More people feeling concern around climate change, as wildfires burn across Manitoba
With wildfires burning throughout the province and dry conditions impacting the agriculture industry, some are pointing to climate change as the cause.
Now, a new poll conducted by Ipsos shows that nearly half of all Canadians have mounting concerns about climate change.
THE SITUATION IN MANITOBA
Right now, there are close to 130 active wildfires in Manitoba.
Droughts have also led to decimated crops and some producers are selling off their cattle.
Curt Hull, project director for Climate Change Connection, said what we're seeing has been predicted for a long time.
"Things like drought and floods, and severe weather, storms, that kind of thing. Those are the kinds of things that are predicted to be more frequent and more severe, and that's what we're seeing,” Hull said.
Concern about climate change is growing among Canadians.
A poll conducted by Ipsos shows that in light of recent weather events, 49 per cent of Canadians say the need to address climate change is more urgent.
That sentiment is even stronger with younger Canadians.
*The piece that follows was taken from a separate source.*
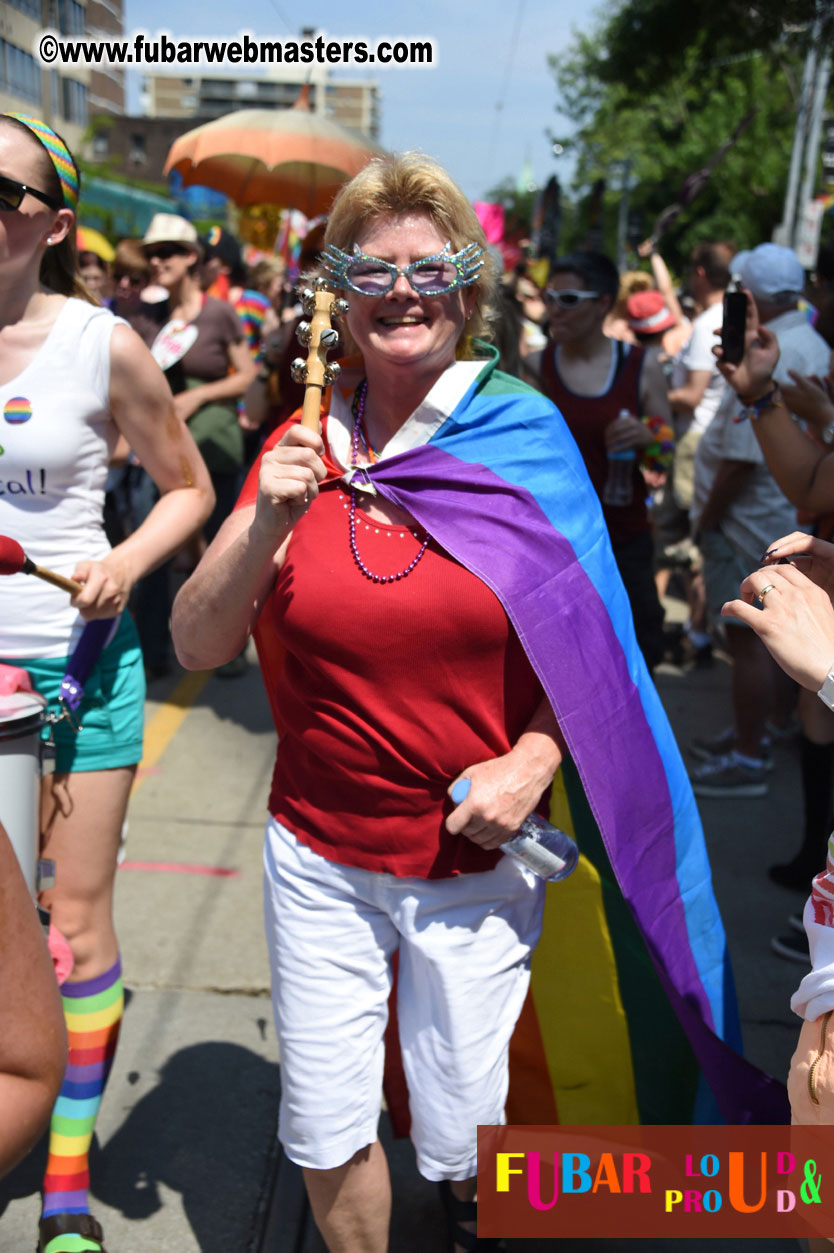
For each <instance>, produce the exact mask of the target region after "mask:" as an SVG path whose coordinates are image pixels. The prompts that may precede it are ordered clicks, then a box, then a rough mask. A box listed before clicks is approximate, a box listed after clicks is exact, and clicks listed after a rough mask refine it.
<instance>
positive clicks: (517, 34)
mask: <svg viewBox="0 0 834 1253" xmlns="http://www.w3.org/2000/svg"><path fill="white" fill-rule="evenodd" d="M526 3H527V0H518V4H517V6H516V20H515V23H513V26H512V35H511V36H510V48H508V50H507V59H506V64H505V71H503V83H502V84H501V94H500V95H498V99H497V100H496V103H495V120H493V123H492V137H491V139H490V155H488V158H487V172H488V174H487V182H492V168H493V165H495V150H496V145H497V143H498V132H500V129H501V114H502V113H503V105H505V101H506V96H507V88H508V86H510V75H511V74H512V63H513V60H515V56H516V49H517V46H518V35H520V34H521V25H522V21H523V14H525V4H526Z"/></svg>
Fifty-six per cent of Canadians aged 18 to 34 say they feel climate change is more urgent than they did in the past, compared to 43 per cent of Canadians aged 35 to 54.
Hull said the youth in Canada are the ones who will have to live with the effects of climate change.
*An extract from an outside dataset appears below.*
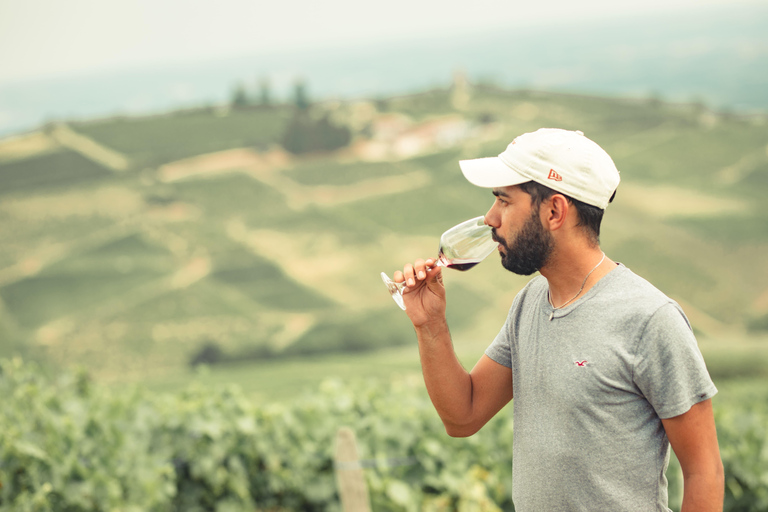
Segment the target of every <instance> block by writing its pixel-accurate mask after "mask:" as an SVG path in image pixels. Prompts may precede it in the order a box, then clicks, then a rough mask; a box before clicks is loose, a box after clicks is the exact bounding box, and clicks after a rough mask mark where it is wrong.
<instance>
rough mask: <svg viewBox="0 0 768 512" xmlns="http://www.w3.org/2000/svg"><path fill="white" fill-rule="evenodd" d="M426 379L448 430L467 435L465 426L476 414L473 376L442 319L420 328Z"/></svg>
mask: <svg viewBox="0 0 768 512" xmlns="http://www.w3.org/2000/svg"><path fill="white" fill-rule="evenodd" d="M416 336H417V338H418V341H419V355H420V358H421V368H422V373H423V374H424V383H425V384H426V386H427V392H428V393H429V397H430V399H431V400H432V403H433V405H434V406H435V409H436V410H437V413H438V414H439V415H440V419H442V421H443V424H444V425H445V427H446V431H447V432H448V433H449V434H450V435H466V434H464V433H463V432H461V427H462V426H463V425H465V424H467V423H468V422H469V421H470V419H471V415H472V378H471V377H470V375H469V373H468V372H467V371H466V370H465V369H464V367H463V366H462V365H461V363H460V362H459V360H458V358H457V357H456V353H455V351H454V349H453V343H452V341H451V334H450V332H449V330H448V324H447V323H446V322H445V321H444V320H442V321H439V322H434V323H431V324H427V325H424V326H421V327H417V328H416Z"/></svg>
"The severe droughts, the severe floods that we're seeing right now are going to get more frequent and severe in the future, and that's their future,” he said.
“That's where they're living, that's where they're going to be living, so rightfully they're concerned about that future."
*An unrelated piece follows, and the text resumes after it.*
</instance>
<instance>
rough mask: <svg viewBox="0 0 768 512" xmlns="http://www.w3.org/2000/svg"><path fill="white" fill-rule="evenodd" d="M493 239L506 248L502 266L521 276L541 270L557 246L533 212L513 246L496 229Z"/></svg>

The Ipsos poll also shows the heightened urgency about climate change is more prevalent in Quebec and British Columbia at 56 and 55 per cent.
In Manitoba, only 44 per cent say they felt an increased urgency.
Hull said one of the keys to fighting climate change is being able to feed ourselves without a reliance on fossil fuels.
Anderson Family Farm says it has taken steps to reduce greenhouse gas emissions.
"We bought a solar system that basically replaces all our hydro on the farm,” said Brad Anderson of Anderson Family Farm.
“It's a grid-tied system so we get paid for the Hydro we produce and then we buy Hydro back from the grid."
Eric Reder with the Wilderness Committee said people have to act on climate change now to limit the challenges we're going to face in the future.
He said agricultural producers are going to feel the impacts the most.
"The way that they work the land, it's going to change, the way that suburbanites deal with their lawn, or their vehicles or heat or cool their houses, those things are going to have to change,” Reder said.